Her return this morning:
Dear all,
I grateful give thanks to everyone prayed for me on Friday’s night. The Lord has heard the pray. And now I feel fine and well!
I sincerely apologize to made the situation uncomfortable to you and your children.
Just the kind of thinking that keeps human beings such a fearful mob, less than the sum of our parts (if not a quotient of them), that if you’re sick and alone, you haven’t got a chance at salvation. If God is all around, why does He need that many more of us asking for Him to show up? Even I put the phone down when I saw that someone else had already dialed 911 for her.
November 10th, 2008 § § permalink
I had already read what was, back when critics panned it, but wth, House wasn’t on yet and it made for カレーライス-eating fare. (NFusion’s latest bin seems to have reduced our watchable movie channels, as if I’ve been keeping track, so we settled on a Redbox rip from last week.) What puzzled me about the premise, apart from how cool M. Night must’ve thought it’d be to do the old Monty Python bit about people going by the window, is how the wind or plants or whatever managed to get this suicide signal by so many layers of cognitive insulation then to assert itself in such gruesome, yet arbitrary fashion. Maybe we’re asked to accept there’s a part of the unconscious that assesses every element in our immediate surroundings, whether it’s a loaded gun or cornfield-sized thrasher, for its potential to inflict deadly harm and that’s what was being tapped into? Occurs to me if God in His Infinite Wisdom were behind this so-called rapid evolution, He’d be neater about it and just target one of our autonomic processes instead, spare us from all the gore, and reduce the chances of these directives being misinterpreted and letting someone like me decide to kill myself with high fructose corn syrup or an STD.

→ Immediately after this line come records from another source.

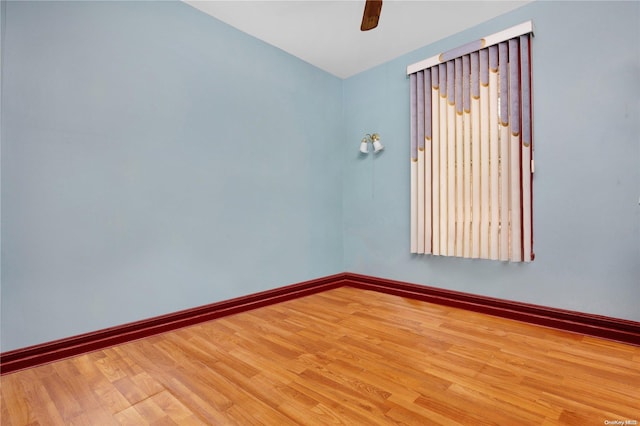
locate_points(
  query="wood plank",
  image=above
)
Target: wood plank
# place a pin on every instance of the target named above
(345, 356)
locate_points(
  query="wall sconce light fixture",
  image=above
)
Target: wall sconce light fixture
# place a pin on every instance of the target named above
(373, 139)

October 8th, 2008 § § permalink
Yesterday I posted the following comment for one of Dr. Phil’s case studies:
I thank you for sharing your story, and have long tried myself to understand and combat the addictive nature of gaming, but please indulge me, my “answer” to it was to be found in neither faith nor love. Those things I should hope aren’t even on the same level to replace one another. No, I just let the lure of losing reality to a computer-generated existence peak then fade on its own. In fact, I keep them all around, still installed and maintain my subscriptions as my actual playtime dwindles with each passing week because I believe to do so shows—despite claims that it defies the very concept of an open-ended MMOG—I have it beat.
…But he didn’t approve it, like so much spam! Fucking loser. He and his OLGA, relying on “
Higher Powers” than themselves to overcome (or moderate, as the case may be) their submission thereto. All those steps of theirs, integrity, perseverance, whatever, and there’s not a single one for self-discipline, the control they need to take over their own shitty lives they were so eager to exert on online avatars and now yield to yet a different authority. Good luck with that.
September 16th, 2008 § § permalink
Not the worst of her foibles, not after seeing 30 Days of Night this weekend. Alaskans need them, to ward off vampires. (Oh how I wish she’d have explained it that way.) So God gave us vanity to keep us safe?